スタッフと目が合うと、スタッフが笑顔でノアを迎え入れた。


「お久しぶりですノアさん」

「久しぶり。ギルドランクの事なんだけどさ、昇級できるかどうかを確かめて欲しいんだ」

「かしこまりました。それでは確認致しますので特別狩猟免許証を提示してください」


ノアは後生大事にしている資格をいつも首から下げている。その資格を取り出し、資格をスタッフに手渡した。

スタッフはその資格を受け取ると首を傾げた。

資格にはノアのプロフィールと個人情報が書かれている。資格の縁は一目見て分かるようにランクの色で縁取りされているのだ。

ノアが持っている資格の縁の色は銀色。


「ノアさんって……シルバーランクだったんですね。依頼達成数もギルドからの信用もあるのでてっきりゴールドかプラチナランクだと思っていました」

「そうなんだよ。私まだシルバーランクなんだよね。簡単なものしかやってないから正直昇級できるかわからないんだ」

「そうですか確認致しますね。個人情報を扱うのでお部屋に案内致します」


ノアはスタッフに案内されるがままにカウンターの奥の部屋に案内された。

ノアは椅子に腰かけると、スタッフがそそくさと資料を取りに行った。戻ってきたスタッフの手には様々な情報を記録した資料が抱えられていた。

スタッフの女性が資料を机に置き、椅子に座ると丁寧にノアの活動記録を見ていく。


「なるほど……ノアさんは特別推薦だったのですね」

「特別推薦?」

「特別推薦とは、プラチナランクの上、ダイヤモンドランク以上のランクを有している冒険者に紹介された人の事を言います。基本的に何らかの功績や能力を持っていないと推薦されません」

「功績も能力も無いのになんでだろう……?」


ノアは疑問に思い首を傾げる。


「ノアさんは……えーと……。これはすごいですね……沢山の活動実績があります。
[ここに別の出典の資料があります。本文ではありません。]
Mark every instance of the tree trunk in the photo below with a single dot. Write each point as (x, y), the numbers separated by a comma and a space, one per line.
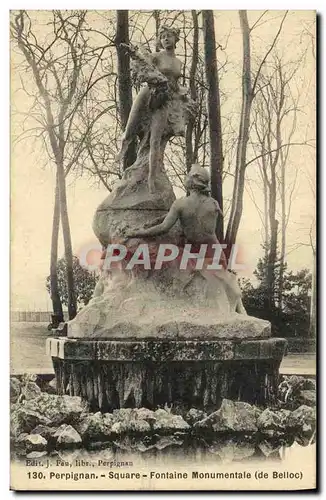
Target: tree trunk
(214, 115)
(55, 296)
(283, 237)
(72, 303)
(193, 93)
(239, 181)
(124, 80)
(313, 303)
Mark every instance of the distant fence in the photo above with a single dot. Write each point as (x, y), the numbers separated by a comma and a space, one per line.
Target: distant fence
(33, 316)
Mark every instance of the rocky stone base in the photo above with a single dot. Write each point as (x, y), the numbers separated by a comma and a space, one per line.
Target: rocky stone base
(119, 374)
(47, 424)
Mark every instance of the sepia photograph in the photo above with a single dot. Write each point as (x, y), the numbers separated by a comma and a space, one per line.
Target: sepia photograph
(163, 287)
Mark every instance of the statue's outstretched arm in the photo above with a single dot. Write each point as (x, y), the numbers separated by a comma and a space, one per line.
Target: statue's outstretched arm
(169, 221)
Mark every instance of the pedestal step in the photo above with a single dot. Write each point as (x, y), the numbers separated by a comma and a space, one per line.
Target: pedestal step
(116, 373)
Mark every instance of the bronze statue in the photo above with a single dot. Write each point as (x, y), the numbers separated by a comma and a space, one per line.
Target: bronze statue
(162, 101)
(197, 213)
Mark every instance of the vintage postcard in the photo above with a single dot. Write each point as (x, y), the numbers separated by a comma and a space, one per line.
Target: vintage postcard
(163, 250)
活動自体は七歳から始まっていますし、高位ランクのアランさんと一緒とは言え過去1000件以上の魔物の討伐依頼を達成させていますよ」

「そ、そんなに?」

「それにアランさんの他に複数名の推薦が入ってますね。アランさんを通じてノアさんを推薦している殆どの冒険者がダイヤモンドランク以上……これは凄い事ですよ!」


スタッフは驚きを隠せないでいた。


「これだけの実績があれば、本来はギルドから申し出なければならなかったのですが申し訳ありません……。実績と功績だけを加味すると、ダイヤモンドランクに匹敵します。しかしギルドの規約上技能試験と座学試験を通らないとダメなんですよ」

「それは所謂……」

「筆記試験が必須になってきます。ゴールドランクへの筆記試験は免除されるとして、プラチナランクへ昇級するには筆記試験を通らないとシルバーランクのままとなります」

「筆記試験かあ……面倒くさいなあ」

「そ、それはそうですよね」

「でもまあ……やらないと駄目だもんなあ。でも筆記試験をやる意味ってよく分からないんだよね? 私みたいな冒険者って剣とか魔法で魔物やら怪物やらを退治する仕事でしょう? 謂わば筆を動かす仕事じゃなくて体を動かす仕事な訳じゃん」

「仰る事はごもっともなんですが、何分過去にいろんな事件がありましてね。ランクの偽装や違法的に魔物を狩猟して二次災害が出たりといろいろとありまして……。そう言う理由もあって、適切にルールや法律を守り理解し、それでいて魔物や怪物を適切に倒す方法を知らないと駄目ってことになったんですよ」

「なるほどねー」

「はい。それに冒険者は一般人と比べて武装している人が多いのでそれらを厳重かつ慎重に扱う必要もありますから」

「年々厳しくなってるもんね」

「そうですねー。筆記試験自体はいつでも受けられますが年に2回までとされていますのでよろしくおねがいします」

「じゃあ明日の夜受けに来る」

「はい! では予約を入れておきますね」


ノアはギルドを後にした。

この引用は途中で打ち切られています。